Wednesday, September 12, 2018

Xerses: Racing through history



A new Frank Miller comic was once a Event for the entire medium, and all anybody would talk about for months afterwards. The comic fanzines and pro magazines went apeshit for everything he did for more than a decade after he took hold of Daredevil, and with good cause, because his comics were stylishly innovative, surprisingly witty and deadset iconic.

He burned off a lot of that goodwill over the past few decades – turning off any sensitive readers he had left with the unrepentant misanthropy of the Sin City comics; baffling the fanboys with the dayglo DK2, and driving away the last of the cool kids with the unmistakable Islamophobia of Holy Terror. The third Dark Knight series - published in the past few years - was fast food comics, and nobody cares enough about fast food to write anything about it. (Well, almost nobody.)

So now, after years and years of promises, Miller has finally produced a sequel to his massive 300 comics, and nobody really cares. When it was first announced, about the only thing people had to say about it as that Miller was obviously an idiot, because he didn't know that the era of Alexander the Great was nowhere near the time of Xerses, but he was talking about a direct succession.

Fortunately, the lack of any real attention really highlights the fact that Miller doesn't give a fuck what anybody thinks, and can just go crazy with his comics, and his latest Xerses comic is just glorious, beautiful nonsense.

It's all over the place, setting up another tale of brave Greeks facing formidable Persian odds, and then abandoning that to flash backwards and forwards through the life and death of Xerses for a while, before then leaping forward to the end of his line. It's barely a coherent story, lacking the ultra-tight focus of his 300, and even making fun of the Spartans from that story for their humourless efficiency.

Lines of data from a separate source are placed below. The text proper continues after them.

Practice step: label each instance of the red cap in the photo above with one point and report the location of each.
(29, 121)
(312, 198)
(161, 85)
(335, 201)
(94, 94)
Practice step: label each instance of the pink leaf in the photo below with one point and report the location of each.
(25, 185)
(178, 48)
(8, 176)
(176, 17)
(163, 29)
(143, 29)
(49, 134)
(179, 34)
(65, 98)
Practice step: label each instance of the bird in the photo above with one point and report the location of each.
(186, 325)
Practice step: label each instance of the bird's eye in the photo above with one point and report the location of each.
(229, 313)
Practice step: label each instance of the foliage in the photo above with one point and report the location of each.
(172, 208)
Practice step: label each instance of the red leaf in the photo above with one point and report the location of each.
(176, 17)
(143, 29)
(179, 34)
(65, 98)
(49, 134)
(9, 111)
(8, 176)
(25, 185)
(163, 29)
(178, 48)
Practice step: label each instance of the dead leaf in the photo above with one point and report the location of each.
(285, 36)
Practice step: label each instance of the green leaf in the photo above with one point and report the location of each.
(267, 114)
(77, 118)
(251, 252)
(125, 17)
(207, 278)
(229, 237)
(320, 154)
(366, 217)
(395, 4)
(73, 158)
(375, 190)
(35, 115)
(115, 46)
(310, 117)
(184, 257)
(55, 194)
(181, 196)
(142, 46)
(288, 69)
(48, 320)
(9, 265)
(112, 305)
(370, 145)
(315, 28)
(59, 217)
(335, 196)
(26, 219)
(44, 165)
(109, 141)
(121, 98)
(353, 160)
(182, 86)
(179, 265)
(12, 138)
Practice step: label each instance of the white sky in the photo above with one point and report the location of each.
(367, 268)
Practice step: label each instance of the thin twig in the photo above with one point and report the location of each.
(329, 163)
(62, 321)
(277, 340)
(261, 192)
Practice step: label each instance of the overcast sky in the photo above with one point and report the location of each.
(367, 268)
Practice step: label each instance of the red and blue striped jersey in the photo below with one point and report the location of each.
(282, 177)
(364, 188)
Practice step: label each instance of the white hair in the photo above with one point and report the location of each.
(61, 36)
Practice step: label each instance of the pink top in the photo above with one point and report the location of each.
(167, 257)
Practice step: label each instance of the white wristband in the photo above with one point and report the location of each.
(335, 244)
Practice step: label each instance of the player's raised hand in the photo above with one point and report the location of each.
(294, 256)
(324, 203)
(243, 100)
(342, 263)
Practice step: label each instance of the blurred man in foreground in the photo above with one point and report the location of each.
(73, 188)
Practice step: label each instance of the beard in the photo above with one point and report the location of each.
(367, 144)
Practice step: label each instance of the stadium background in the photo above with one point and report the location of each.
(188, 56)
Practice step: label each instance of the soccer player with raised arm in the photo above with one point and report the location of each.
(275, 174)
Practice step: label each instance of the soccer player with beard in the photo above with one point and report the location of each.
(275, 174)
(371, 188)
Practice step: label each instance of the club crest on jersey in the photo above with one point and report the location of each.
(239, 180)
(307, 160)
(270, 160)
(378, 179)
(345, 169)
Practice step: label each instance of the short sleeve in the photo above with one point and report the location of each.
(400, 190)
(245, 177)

But the new series is still amazing comics for the spectacle, and the strangeness of it all, and its absolute refusal to adhere to a predictable three-act structure. There is still a goofiness to his action scenes, with victims of deplorable violence being slaughtered with the dopiest looks on their faces, and the dark humour of ancient soldiers who don't know the meaning of mercy.

Battles are reduced to extended tableau, before the years slip away over the course of a panel. The title character, the godking bought low by a bunch of determined Greeks, flares and burns in the narrative, and is soon lost in the sands of history, his line dying out over the years. (Despite the earlier sneering about Miller's historical accounting, it does actually make sense that it ends with Alexander the Great taking over the mantle of ruler of the known world, because empires don't fall in a single battle, or even over a single lifetime, but fade over the generations.)

And it doesn't look like anything else - more than 40 years after his art was first published, and after a period of ill health, Miller's line is a lot shakier than it used to be, giving the art a delicate nature, with detailing that has usually been drowned out in heavy black ink, and reducing some pages to pure abstraction. But his figurework is as striking as ever, his usual lithe figures loaded up with baffling garnishing as they leap and strut across the page, and there is some literally dazzling colour work from Alex Sinclair - it's a bright, shiny interpretation of dirty old history.

This lack of focus and general haphazardness is unlikely to appeal to many 300 readers, and is highly unlikely to bring back anybody driven away over the years. But Frank Miller is still producing some beautiful comics pages, even after all these years, and that's always worth talking about.